A gleam of amusement in his forest-green eyes, Michael suggested dryly, ‘So you’re trying to palm this Jennifer Mansell off on me?’

Paul, a fair-haired, beefy rugby forward, sighed. ‘I’m trying to help you. Though God alone knows why.’

Michael grunted. ‘Well, I’ll think about it.’

Raising his eyes to heaven, Paul said with some exasperation, ‘Don’t overdo the gratitude, whatever you do.’

Grinning, Michael clapped his friend on the shoulder. ‘Thanks.’

But, for him, agreeing to have a woman in his office, under his feet, was a drastic step.

Perhaps if Paul’s protégée had been a man…But even then, he wasn’t sure if he could tolerate the presence of anyone else.

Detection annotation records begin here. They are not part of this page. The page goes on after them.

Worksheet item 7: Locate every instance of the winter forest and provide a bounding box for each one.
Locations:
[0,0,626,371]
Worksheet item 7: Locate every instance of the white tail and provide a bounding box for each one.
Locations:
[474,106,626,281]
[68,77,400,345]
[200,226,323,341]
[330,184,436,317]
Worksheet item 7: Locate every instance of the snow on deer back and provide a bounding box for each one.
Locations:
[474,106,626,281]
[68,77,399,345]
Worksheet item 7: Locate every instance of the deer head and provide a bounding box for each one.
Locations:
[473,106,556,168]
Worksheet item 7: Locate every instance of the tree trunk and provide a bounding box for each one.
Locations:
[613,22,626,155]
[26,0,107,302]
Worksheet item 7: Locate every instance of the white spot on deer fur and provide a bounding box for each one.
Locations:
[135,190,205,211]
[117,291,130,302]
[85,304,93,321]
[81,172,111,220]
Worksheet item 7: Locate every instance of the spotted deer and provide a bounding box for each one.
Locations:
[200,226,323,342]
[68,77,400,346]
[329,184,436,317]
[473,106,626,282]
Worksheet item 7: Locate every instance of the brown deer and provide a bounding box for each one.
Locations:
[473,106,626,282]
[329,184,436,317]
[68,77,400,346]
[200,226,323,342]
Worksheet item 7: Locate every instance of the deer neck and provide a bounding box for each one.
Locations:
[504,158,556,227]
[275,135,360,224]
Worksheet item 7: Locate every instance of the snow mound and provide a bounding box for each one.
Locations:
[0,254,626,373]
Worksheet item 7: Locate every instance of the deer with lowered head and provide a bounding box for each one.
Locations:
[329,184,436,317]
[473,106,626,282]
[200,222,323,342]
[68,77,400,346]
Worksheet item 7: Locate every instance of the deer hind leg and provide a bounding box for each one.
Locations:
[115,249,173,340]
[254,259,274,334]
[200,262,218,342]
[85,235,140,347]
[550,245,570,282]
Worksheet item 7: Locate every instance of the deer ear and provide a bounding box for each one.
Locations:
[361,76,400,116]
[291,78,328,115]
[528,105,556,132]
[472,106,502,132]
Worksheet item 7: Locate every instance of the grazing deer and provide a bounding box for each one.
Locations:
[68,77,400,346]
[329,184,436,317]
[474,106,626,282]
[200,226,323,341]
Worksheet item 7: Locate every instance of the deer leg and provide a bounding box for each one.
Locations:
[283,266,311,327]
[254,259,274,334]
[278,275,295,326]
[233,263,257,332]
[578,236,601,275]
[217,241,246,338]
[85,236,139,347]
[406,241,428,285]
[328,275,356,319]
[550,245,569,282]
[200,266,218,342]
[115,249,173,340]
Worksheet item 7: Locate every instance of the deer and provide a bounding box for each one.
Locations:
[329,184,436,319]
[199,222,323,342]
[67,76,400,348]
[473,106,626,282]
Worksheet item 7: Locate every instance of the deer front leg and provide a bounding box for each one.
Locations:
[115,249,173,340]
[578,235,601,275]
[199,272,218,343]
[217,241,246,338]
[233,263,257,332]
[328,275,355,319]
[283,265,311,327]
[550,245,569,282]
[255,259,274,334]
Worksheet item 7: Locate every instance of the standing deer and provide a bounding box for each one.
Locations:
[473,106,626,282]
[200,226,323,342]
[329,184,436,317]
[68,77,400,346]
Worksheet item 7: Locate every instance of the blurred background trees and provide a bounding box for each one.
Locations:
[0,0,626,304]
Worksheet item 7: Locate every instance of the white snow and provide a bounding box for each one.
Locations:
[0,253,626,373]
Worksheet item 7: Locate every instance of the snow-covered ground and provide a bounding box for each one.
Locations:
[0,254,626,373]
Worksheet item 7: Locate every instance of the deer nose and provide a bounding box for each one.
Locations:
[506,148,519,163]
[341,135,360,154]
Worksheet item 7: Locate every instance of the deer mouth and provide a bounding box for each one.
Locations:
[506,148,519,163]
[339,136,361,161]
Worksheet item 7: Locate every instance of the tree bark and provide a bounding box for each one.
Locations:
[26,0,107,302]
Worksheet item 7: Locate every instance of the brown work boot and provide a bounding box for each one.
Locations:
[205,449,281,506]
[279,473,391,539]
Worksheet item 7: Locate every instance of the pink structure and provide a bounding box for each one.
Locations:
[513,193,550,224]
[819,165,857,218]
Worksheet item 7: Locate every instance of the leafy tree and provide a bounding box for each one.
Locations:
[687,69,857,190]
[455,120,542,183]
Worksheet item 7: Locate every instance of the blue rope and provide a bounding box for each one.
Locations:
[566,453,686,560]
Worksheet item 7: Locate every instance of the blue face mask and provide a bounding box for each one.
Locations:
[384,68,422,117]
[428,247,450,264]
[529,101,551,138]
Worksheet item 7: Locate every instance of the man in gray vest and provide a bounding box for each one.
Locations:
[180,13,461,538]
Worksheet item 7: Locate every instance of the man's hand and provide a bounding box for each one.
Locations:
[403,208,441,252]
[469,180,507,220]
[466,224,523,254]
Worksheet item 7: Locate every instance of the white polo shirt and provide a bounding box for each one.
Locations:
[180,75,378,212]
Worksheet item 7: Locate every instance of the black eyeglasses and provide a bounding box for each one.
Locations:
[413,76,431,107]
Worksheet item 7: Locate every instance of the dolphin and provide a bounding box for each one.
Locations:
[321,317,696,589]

After almost a week, though he really needed to be at his rural retreat, Slinterwood, and starting on his latest book, he had still been undecided.

Then he had received a phone call from his ex-wife, Claire, telling him how badly she missed him and how much she wanted him back in her life, which had done nothing to improve his mood.

Her apparent conviction that she just had to snap her fingers to get him back had made him bitterly angry, and only served to reinforce his present dislike of women. Especially the ones who used sex as a weapon, as she had.

That same morning, Paul had rung and informed him flatly, ‘Well, this is your last chance. On Friday evening Miss Mansell will be hostess at Jenkins’s retirement party. After that, she’ll be leaving.’

Getting no immediate response, he suggested, ‘Tell you what, why don’t you take a quick look at her, see what you think? She’s easy on the eye without being too distracting. And I’m quite sure that she’s not the kind to throw herself at you.

‘If you want to actually meet her, I can introduce you simply as a friend of mine. If not, you can stay in the background, do the whole thing discreetly.’

In no mood for a party, Michael chose the latter course.

‘In the meantime,’ Paul promised, ‘I’ll find out as much as I can about her.’

At eight o’clock that Friday evening, partly concealed by the luxurious foliage of one of the decorative plants, Michael was standing on the balcony that encircled the Mayfair Hotel’s sumptuous ballroom, where Arthur Jenkins’s retirement party was taking place.